5

Undefined behaviour in C++ can be really hard to debug. Is there a version of C++ and standard library which does not contain any undefined behaviour but rather throws exceptions? I understand that this will be a performance killer, but I only intend to use this version when I am programming, debugging and compiling in debug mode and don't really care about performance. Ideally this version would be portable and you would be able to easily switch on/off the undefined behaviour checks.

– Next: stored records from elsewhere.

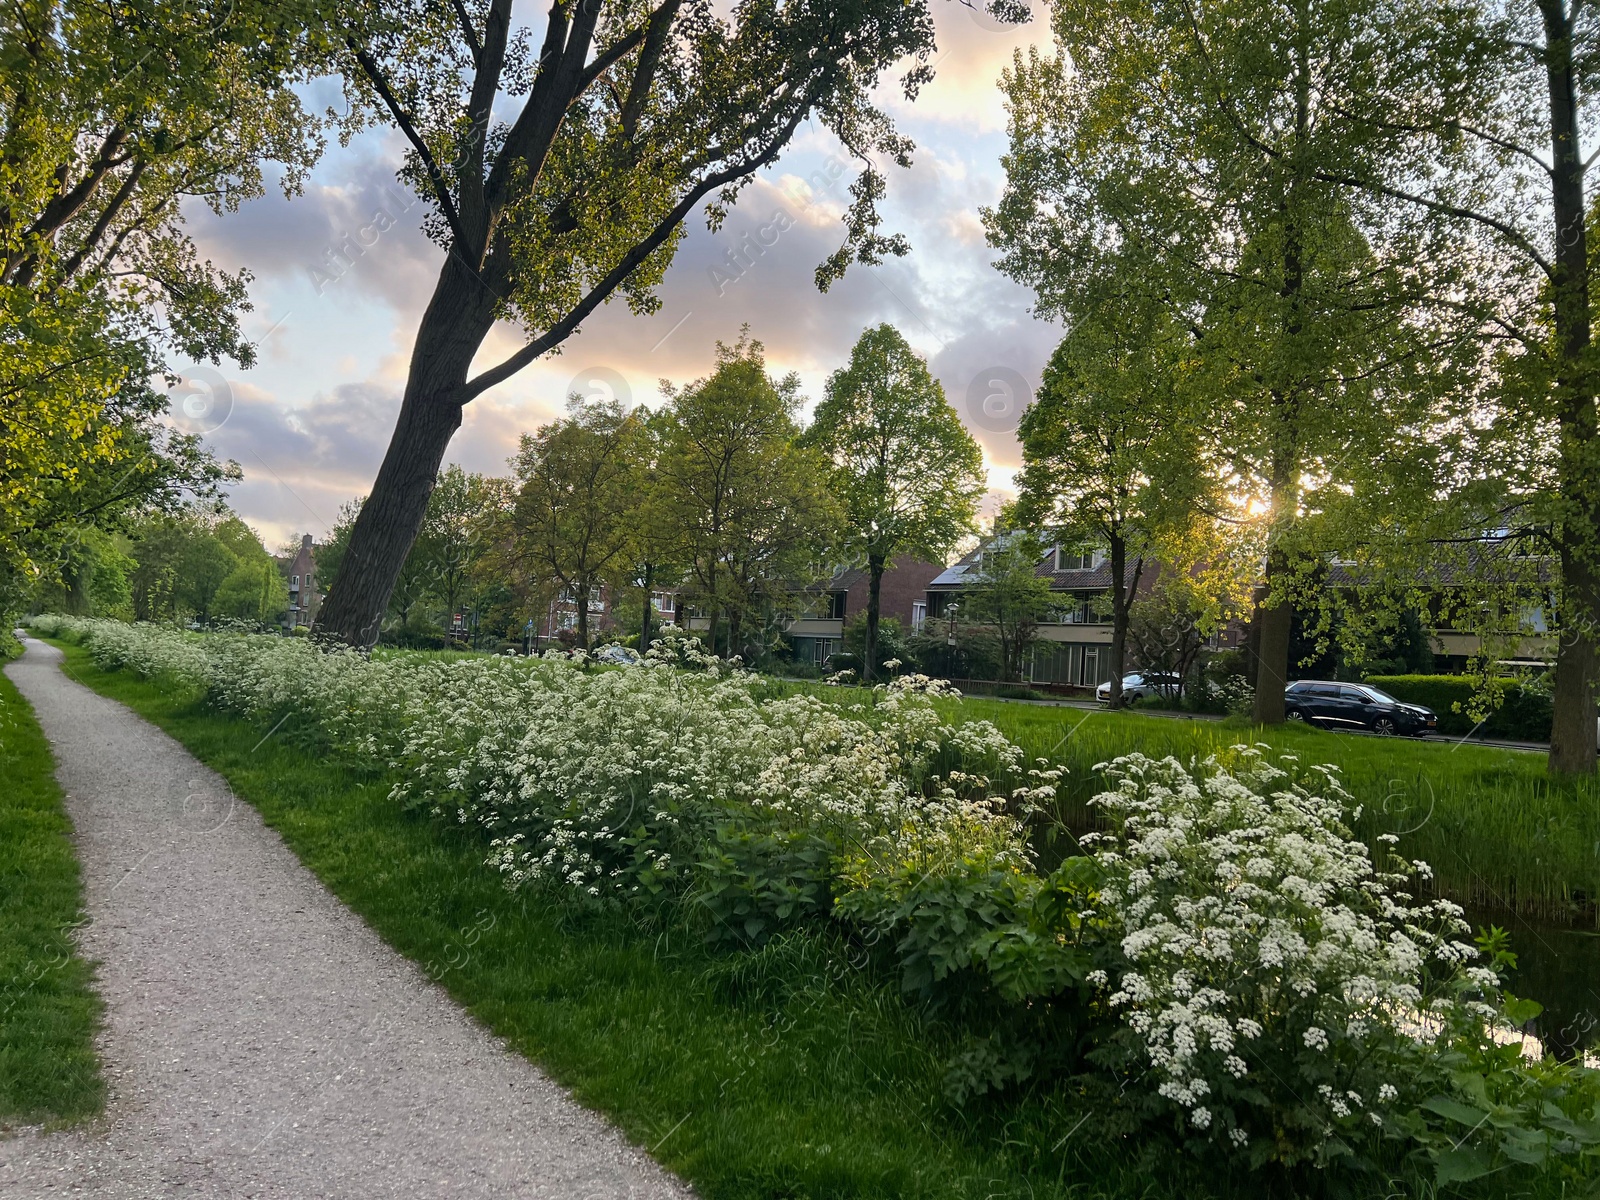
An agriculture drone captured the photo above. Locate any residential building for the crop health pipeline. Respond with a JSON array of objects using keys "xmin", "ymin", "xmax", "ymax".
[
  {"xmin": 925, "ymin": 535, "xmax": 1247, "ymax": 690},
  {"xmin": 279, "ymin": 534, "xmax": 321, "ymax": 629},
  {"xmin": 784, "ymin": 557, "xmax": 947, "ymax": 667}
]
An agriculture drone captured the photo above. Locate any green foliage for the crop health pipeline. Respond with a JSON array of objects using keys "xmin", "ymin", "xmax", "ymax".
[
  {"xmin": 124, "ymin": 508, "xmax": 280, "ymax": 625},
  {"xmin": 805, "ymin": 324, "xmax": 984, "ymax": 567},
  {"xmin": 1365, "ymin": 675, "xmax": 1552, "ymax": 742},
  {"xmin": 0, "ymin": 670, "xmax": 103, "ymax": 1123},
  {"xmin": 696, "ymin": 825, "xmax": 833, "ymax": 947},
  {"xmin": 804, "ymin": 323, "xmax": 984, "ymax": 678},
  {"xmin": 0, "ymin": 0, "xmax": 326, "ymax": 627},
  {"xmin": 512, "ymin": 400, "xmax": 646, "ymax": 649},
  {"xmin": 214, "ymin": 557, "xmax": 290, "ymax": 626},
  {"xmin": 656, "ymin": 334, "xmax": 841, "ymax": 655},
  {"xmin": 959, "ymin": 533, "xmax": 1055, "ymax": 682},
  {"xmin": 834, "ymin": 613, "xmax": 910, "ymax": 676},
  {"xmin": 985, "ymin": 0, "xmax": 1496, "ymax": 725}
]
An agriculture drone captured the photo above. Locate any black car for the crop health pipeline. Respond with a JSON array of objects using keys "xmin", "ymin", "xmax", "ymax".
[{"xmin": 1283, "ymin": 681, "xmax": 1437, "ymax": 737}]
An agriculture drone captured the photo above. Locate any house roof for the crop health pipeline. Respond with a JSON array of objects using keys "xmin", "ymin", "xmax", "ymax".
[
  {"xmin": 1323, "ymin": 539, "xmax": 1555, "ymax": 589},
  {"xmin": 927, "ymin": 532, "xmax": 1143, "ymax": 593}
]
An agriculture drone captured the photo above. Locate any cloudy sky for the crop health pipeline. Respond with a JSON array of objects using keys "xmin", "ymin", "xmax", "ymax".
[{"xmin": 174, "ymin": 3, "xmax": 1060, "ymax": 552}]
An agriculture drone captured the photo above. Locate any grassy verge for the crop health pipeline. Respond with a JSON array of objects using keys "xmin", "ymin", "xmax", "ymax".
[
  {"xmin": 0, "ymin": 668, "xmax": 103, "ymax": 1126},
  {"xmin": 957, "ymin": 697, "xmax": 1600, "ymax": 925},
  {"xmin": 755, "ymin": 677, "xmax": 1600, "ymax": 924},
  {"xmin": 45, "ymin": 639, "xmax": 1229, "ymax": 1200}
]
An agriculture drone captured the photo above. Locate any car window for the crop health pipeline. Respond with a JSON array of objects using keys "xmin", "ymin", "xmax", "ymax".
[
  {"xmin": 1364, "ymin": 686, "xmax": 1398, "ymax": 704},
  {"xmin": 1340, "ymin": 687, "xmax": 1369, "ymax": 702},
  {"xmin": 1308, "ymin": 684, "xmax": 1342, "ymax": 697}
]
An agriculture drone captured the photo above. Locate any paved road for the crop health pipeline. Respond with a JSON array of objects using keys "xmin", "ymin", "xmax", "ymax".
[{"xmin": 0, "ymin": 636, "xmax": 692, "ymax": 1199}]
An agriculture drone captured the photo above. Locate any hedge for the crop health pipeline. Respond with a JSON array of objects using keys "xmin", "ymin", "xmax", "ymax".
[{"xmin": 1362, "ymin": 675, "xmax": 1552, "ymax": 742}]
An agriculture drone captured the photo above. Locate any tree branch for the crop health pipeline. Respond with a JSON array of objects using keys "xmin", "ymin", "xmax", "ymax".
[
  {"xmin": 458, "ymin": 0, "xmax": 513, "ymax": 245},
  {"xmin": 462, "ymin": 105, "xmax": 814, "ymax": 403},
  {"xmin": 445, "ymin": 0, "xmax": 483, "ymax": 64},
  {"xmin": 486, "ymin": 0, "xmax": 602, "ymax": 207},
  {"xmin": 1310, "ymin": 166, "xmax": 1555, "ymax": 279},
  {"xmin": 56, "ymin": 158, "xmax": 146, "ymax": 282},
  {"xmin": 348, "ymin": 39, "xmax": 470, "ymax": 249}
]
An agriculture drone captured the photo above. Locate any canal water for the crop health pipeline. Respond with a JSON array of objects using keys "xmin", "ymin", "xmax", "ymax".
[{"xmin": 1465, "ymin": 908, "xmax": 1600, "ymax": 1060}]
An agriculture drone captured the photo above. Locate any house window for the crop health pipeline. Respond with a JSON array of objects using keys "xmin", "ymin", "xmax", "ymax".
[
  {"xmin": 911, "ymin": 601, "xmax": 927, "ymax": 632},
  {"xmin": 652, "ymin": 591, "xmax": 674, "ymax": 614},
  {"xmin": 291, "ymin": 574, "xmax": 300, "ymax": 588},
  {"xmin": 815, "ymin": 638, "xmax": 837, "ymax": 665},
  {"xmin": 1054, "ymin": 547, "xmax": 1095, "ymax": 572},
  {"xmin": 828, "ymin": 592, "xmax": 847, "ymax": 619}
]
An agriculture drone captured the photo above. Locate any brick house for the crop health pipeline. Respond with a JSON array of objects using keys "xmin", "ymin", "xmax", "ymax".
[
  {"xmin": 279, "ymin": 534, "xmax": 321, "ymax": 629},
  {"xmin": 924, "ymin": 535, "xmax": 1247, "ymax": 689},
  {"xmin": 783, "ymin": 556, "xmax": 946, "ymax": 667}
]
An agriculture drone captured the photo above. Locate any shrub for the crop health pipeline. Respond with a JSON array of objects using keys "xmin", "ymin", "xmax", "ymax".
[{"xmin": 1365, "ymin": 675, "xmax": 1552, "ymax": 741}]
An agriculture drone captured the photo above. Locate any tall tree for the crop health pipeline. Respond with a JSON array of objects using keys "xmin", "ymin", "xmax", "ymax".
[
  {"xmin": 1015, "ymin": 286, "xmax": 1206, "ymax": 707},
  {"xmin": 512, "ymin": 397, "xmax": 645, "ymax": 650},
  {"xmin": 804, "ymin": 324, "xmax": 984, "ymax": 682},
  {"xmin": 613, "ymin": 407, "xmax": 684, "ymax": 653},
  {"xmin": 657, "ymin": 334, "xmax": 838, "ymax": 656},
  {"xmin": 986, "ymin": 0, "xmax": 1483, "ymax": 730},
  {"xmin": 316, "ymin": 0, "xmax": 1025, "ymax": 647},
  {"xmin": 1243, "ymin": 0, "xmax": 1600, "ymax": 775},
  {"xmin": 415, "ymin": 465, "xmax": 510, "ymax": 637},
  {"xmin": 0, "ymin": 0, "xmax": 324, "ymax": 621}
]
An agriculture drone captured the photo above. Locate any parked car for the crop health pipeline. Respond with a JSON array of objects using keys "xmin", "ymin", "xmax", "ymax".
[
  {"xmin": 1283, "ymin": 680, "xmax": 1437, "ymax": 736},
  {"xmin": 1097, "ymin": 672, "xmax": 1181, "ymax": 704},
  {"xmin": 592, "ymin": 643, "xmax": 642, "ymax": 666}
]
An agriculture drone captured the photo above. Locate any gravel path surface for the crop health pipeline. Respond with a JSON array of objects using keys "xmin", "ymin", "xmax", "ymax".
[{"xmin": 0, "ymin": 635, "xmax": 693, "ymax": 1199}]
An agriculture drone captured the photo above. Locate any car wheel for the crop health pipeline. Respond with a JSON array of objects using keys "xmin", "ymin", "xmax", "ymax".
[
  {"xmin": 1372, "ymin": 715, "xmax": 1397, "ymax": 736},
  {"xmin": 1286, "ymin": 707, "xmax": 1307, "ymax": 722}
]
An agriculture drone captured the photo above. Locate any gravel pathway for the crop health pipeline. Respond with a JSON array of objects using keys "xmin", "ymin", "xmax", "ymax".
[{"xmin": 0, "ymin": 635, "xmax": 693, "ymax": 1199}]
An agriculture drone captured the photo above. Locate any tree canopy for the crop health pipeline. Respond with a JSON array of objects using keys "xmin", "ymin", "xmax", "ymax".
[{"xmin": 804, "ymin": 323, "xmax": 984, "ymax": 679}]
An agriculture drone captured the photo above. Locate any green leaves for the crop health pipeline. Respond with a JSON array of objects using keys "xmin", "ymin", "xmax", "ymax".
[{"xmin": 805, "ymin": 323, "xmax": 985, "ymax": 569}]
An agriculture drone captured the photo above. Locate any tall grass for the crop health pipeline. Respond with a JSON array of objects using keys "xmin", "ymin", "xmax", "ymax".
[{"xmin": 958, "ymin": 699, "xmax": 1600, "ymax": 926}]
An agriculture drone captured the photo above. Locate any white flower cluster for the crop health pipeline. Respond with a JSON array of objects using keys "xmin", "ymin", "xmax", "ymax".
[
  {"xmin": 1084, "ymin": 747, "xmax": 1478, "ymax": 1148},
  {"xmin": 36, "ymin": 618, "xmax": 1039, "ymax": 901}
]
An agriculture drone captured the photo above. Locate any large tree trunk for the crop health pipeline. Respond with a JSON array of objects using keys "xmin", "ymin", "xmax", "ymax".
[
  {"xmin": 315, "ymin": 257, "xmax": 497, "ymax": 647},
  {"xmin": 1542, "ymin": 0, "xmax": 1600, "ymax": 775},
  {"xmin": 1107, "ymin": 542, "xmax": 1146, "ymax": 709},
  {"xmin": 863, "ymin": 552, "xmax": 885, "ymax": 683},
  {"xmin": 1252, "ymin": 22, "xmax": 1312, "ymax": 727},
  {"xmin": 639, "ymin": 561, "xmax": 654, "ymax": 652},
  {"xmin": 1251, "ymin": 568, "xmax": 1292, "ymax": 726},
  {"xmin": 575, "ymin": 580, "xmax": 591, "ymax": 650}
]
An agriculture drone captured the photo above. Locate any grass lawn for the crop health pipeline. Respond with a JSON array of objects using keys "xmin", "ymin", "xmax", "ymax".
[
  {"xmin": 44, "ymin": 638, "xmax": 1237, "ymax": 1200},
  {"xmin": 0, "ymin": 667, "xmax": 103, "ymax": 1126}
]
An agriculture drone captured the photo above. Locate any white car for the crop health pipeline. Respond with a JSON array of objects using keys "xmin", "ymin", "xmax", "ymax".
[{"xmin": 1096, "ymin": 672, "xmax": 1180, "ymax": 704}]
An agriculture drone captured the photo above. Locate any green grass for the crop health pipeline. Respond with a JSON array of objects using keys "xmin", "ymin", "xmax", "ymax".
[
  {"xmin": 955, "ymin": 697, "xmax": 1600, "ymax": 926},
  {"xmin": 44, "ymin": 639, "xmax": 1238, "ymax": 1200},
  {"xmin": 757, "ymin": 677, "xmax": 1600, "ymax": 925},
  {"xmin": 0, "ymin": 669, "xmax": 104, "ymax": 1126}
]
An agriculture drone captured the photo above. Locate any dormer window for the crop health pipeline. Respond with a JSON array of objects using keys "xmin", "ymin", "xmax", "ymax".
[{"xmin": 1054, "ymin": 547, "xmax": 1095, "ymax": 571}]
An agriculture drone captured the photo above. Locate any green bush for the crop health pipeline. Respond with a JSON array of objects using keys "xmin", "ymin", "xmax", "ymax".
[{"xmin": 1365, "ymin": 675, "xmax": 1553, "ymax": 742}]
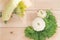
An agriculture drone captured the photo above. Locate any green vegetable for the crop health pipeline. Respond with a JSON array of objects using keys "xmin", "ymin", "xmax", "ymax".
[
  {"xmin": 0, "ymin": 12, "xmax": 2, "ymax": 17},
  {"xmin": 14, "ymin": 1, "xmax": 27, "ymax": 17},
  {"xmin": 25, "ymin": 10, "xmax": 57, "ymax": 40}
]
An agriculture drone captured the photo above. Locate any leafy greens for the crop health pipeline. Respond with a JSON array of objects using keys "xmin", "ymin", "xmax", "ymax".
[{"xmin": 25, "ymin": 10, "xmax": 57, "ymax": 40}]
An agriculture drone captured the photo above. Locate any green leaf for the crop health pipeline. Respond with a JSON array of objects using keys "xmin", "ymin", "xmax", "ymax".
[
  {"xmin": 0, "ymin": 12, "xmax": 2, "ymax": 17},
  {"xmin": 43, "ymin": 10, "xmax": 57, "ymax": 38},
  {"xmin": 25, "ymin": 26, "xmax": 35, "ymax": 39},
  {"xmin": 46, "ymin": 9, "xmax": 53, "ymax": 18},
  {"xmin": 14, "ymin": 1, "xmax": 27, "ymax": 17},
  {"xmin": 25, "ymin": 10, "xmax": 57, "ymax": 40},
  {"xmin": 39, "ymin": 33, "xmax": 46, "ymax": 40}
]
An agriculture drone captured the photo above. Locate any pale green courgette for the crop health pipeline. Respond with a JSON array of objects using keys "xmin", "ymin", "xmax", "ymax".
[{"xmin": 2, "ymin": 0, "xmax": 21, "ymax": 22}]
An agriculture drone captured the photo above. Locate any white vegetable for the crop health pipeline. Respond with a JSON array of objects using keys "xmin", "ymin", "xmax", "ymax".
[
  {"xmin": 32, "ymin": 17, "xmax": 45, "ymax": 31},
  {"xmin": 37, "ymin": 10, "xmax": 47, "ymax": 18},
  {"xmin": 22, "ymin": 0, "xmax": 32, "ymax": 8},
  {"xmin": 2, "ymin": 0, "xmax": 21, "ymax": 21}
]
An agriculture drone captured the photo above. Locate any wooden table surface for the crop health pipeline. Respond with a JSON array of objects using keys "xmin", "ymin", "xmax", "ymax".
[{"xmin": 0, "ymin": 0, "xmax": 60, "ymax": 40}]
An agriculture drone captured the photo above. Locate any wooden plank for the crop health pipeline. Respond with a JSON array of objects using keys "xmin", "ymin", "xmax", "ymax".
[
  {"xmin": 0, "ymin": 0, "xmax": 60, "ymax": 40},
  {"xmin": 0, "ymin": 10, "xmax": 59, "ymax": 27},
  {"xmin": 0, "ymin": 28, "xmax": 60, "ymax": 40},
  {"xmin": 1, "ymin": 0, "xmax": 60, "ymax": 10},
  {"xmin": 0, "ymin": 0, "xmax": 60, "ymax": 27},
  {"xmin": 53, "ymin": 11, "xmax": 60, "ymax": 27},
  {"xmin": 27, "ymin": 0, "xmax": 60, "ymax": 10}
]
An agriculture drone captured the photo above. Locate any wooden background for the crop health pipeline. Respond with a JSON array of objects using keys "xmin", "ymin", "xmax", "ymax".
[{"xmin": 0, "ymin": 0, "xmax": 60, "ymax": 40}]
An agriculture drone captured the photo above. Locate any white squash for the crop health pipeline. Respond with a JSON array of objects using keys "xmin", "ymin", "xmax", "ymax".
[
  {"xmin": 2, "ymin": 0, "xmax": 21, "ymax": 22},
  {"xmin": 32, "ymin": 17, "xmax": 45, "ymax": 31}
]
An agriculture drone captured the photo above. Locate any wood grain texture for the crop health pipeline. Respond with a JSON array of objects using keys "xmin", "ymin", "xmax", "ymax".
[
  {"xmin": 0, "ymin": 0, "xmax": 60, "ymax": 27},
  {"xmin": 0, "ymin": 10, "xmax": 60, "ymax": 27},
  {"xmin": 0, "ymin": 0, "xmax": 60, "ymax": 40},
  {"xmin": 0, "ymin": 28, "xmax": 60, "ymax": 40}
]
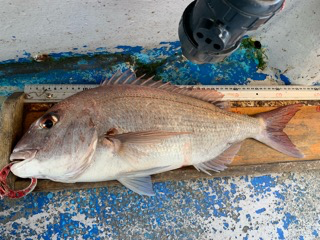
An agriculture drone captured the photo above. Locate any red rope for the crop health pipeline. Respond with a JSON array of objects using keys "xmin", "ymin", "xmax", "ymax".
[{"xmin": 0, "ymin": 162, "xmax": 37, "ymax": 199}]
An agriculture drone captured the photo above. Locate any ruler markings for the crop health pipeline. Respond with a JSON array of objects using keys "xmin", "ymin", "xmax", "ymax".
[{"xmin": 24, "ymin": 84, "xmax": 320, "ymax": 102}]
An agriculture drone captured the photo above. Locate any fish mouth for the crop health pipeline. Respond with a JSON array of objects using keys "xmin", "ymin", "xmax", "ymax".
[
  {"xmin": 10, "ymin": 149, "xmax": 38, "ymax": 162},
  {"xmin": 10, "ymin": 149, "xmax": 38, "ymax": 178}
]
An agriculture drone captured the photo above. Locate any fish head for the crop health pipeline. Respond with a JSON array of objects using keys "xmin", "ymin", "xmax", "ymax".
[{"xmin": 10, "ymin": 105, "xmax": 98, "ymax": 182}]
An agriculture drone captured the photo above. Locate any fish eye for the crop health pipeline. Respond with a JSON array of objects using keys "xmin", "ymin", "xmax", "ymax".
[{"xmin": 39, "ymin": 114, "xmax": 58, "ymax": 129}]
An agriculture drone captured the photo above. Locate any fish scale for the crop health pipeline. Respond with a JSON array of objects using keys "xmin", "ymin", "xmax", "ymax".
[
  {"xmin": 8, "ymin": 70, "xmax": 303, "ymax": 197},
  {"xmin": 66, "ymin": 85, "xmax": 261, "ymax": 175}
]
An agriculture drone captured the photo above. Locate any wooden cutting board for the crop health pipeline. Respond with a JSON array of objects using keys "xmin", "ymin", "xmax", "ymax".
[{"xmin": 1, "ymin": 92, "xmax": 320, "ymax": 192}]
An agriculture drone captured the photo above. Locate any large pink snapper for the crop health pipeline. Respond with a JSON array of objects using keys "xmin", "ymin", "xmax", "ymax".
[{"xmin": 10, "ymin": 71, "xmax": 303, "ymax": 196}]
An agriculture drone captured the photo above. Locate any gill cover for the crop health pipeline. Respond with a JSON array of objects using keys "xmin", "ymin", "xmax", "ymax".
[
  {"xmin": 11, "ymin": 118, "xmax": 98, "ymax": 182},
  {"xmin": 53, "ymin": 120, "xmax": 98, "ymax": 182}
]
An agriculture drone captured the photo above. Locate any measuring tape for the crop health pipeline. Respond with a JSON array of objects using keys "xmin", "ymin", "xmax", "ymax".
[{"xmin": 24, "ymin": 84, "xmax": 320, "ymax": 102}]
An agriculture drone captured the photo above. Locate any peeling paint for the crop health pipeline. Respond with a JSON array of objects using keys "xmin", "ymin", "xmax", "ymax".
[
  {"xmin": 1, "ymin": 171, "xmax": 320, "ymax": 239},
  {"xmin": 0, "ymin": 40, "xmax": 293, "ymax": 97}
]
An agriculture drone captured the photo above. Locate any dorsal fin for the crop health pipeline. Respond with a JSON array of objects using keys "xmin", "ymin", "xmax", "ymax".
[{"xmin": 101, "ymin": 69, "xmax": 224, "ymax": 104}]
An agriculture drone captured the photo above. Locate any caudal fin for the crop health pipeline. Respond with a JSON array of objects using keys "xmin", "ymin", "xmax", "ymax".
[{"xmin": 254, "ymin": 104, "xmax": 304, "ymax": 158}]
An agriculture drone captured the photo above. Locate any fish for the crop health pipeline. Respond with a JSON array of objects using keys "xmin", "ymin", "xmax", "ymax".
[{"xmin": 9, "ymin": 70, "xmax": 304, "ymax": 196}]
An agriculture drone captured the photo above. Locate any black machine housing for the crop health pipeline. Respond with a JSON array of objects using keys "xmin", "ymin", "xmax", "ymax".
[{"xmin": 178, "ymin": 0, "xmax": 285, "ymax": 63}]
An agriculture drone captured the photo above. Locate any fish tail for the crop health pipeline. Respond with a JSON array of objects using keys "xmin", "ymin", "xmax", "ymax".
[{"xmin": 254, "ymin": 104, "xmax": 304, "ymax": 158}]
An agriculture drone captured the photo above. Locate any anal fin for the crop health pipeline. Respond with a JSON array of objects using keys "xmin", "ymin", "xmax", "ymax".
[{"xmin": 194, "ymin": 142, "xmax": 242, "ymax": 175}]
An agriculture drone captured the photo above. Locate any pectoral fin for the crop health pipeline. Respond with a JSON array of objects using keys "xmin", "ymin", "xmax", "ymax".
[
  {"xmin": 118, "ymin": 176, "xmax": 155, "ymax": 196},
  {"xmin": 106, "ymin": 130, "xmax": 191, "ymax": 144},
  {"xmin": 194, "ymin": 142, "xmax": 242, "ymax": 175},
  {"xmin": 104, "ymin": 130, "xmax": 190, "ymax": 161}
]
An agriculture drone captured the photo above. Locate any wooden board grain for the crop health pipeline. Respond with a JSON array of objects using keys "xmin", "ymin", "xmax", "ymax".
[
  {"xmin": 1, "ymin": 93, "xmax": 319, "ymax": 192},
  {"xmin": 0, "ymin": 93, "xmax": 25, "ymax": 169},
  {"xmin": 230, "ymin": 106, "xmax": 320, "ymax": 165},
  {"xmin": 0, "ymin": 93, "xmax": 25, "ymax": 188}
]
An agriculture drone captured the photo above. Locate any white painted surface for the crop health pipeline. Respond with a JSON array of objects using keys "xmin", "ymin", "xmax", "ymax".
[
  {"xmin": 0, "ymin": 0, "xmax": 319, "ymax": 85},
  {"xmin": 0, "ymin": 0, "xmax": 190, "ymax": 59},
  {"xmin": 254, "ymin": 0, "xmax": 320, "ymax": 85}
]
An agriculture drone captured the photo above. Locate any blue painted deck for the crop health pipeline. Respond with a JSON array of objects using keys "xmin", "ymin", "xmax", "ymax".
[
  {"xmin": 1, "ymin": 173, "xmax": 319, "ymax": 239},
  {"xmin": 0, "ymin": 41, "xmax": 319, "ymax": 239},
  {"xmin": 0, "ymin": 39, "xmax": 289, "ymax": 97}
]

For example, you could implement a safe pointer class like so (only check for null pointer, not actually if it points to a valid block of memory):

template <typename T>
class MySafePointer {
     T* value;
public:
      auto operator-> () {
          #ifndef DEBUG_MODE
          assert(value && "Trying to dereference a null pointer");          
          #endif
          return value;
      }
      /* Other Stuff*/

};

Here the user only needs to #undef DEBUG_MODE if you want to get your performance back.

Is there a library / safe version of C++ which does this?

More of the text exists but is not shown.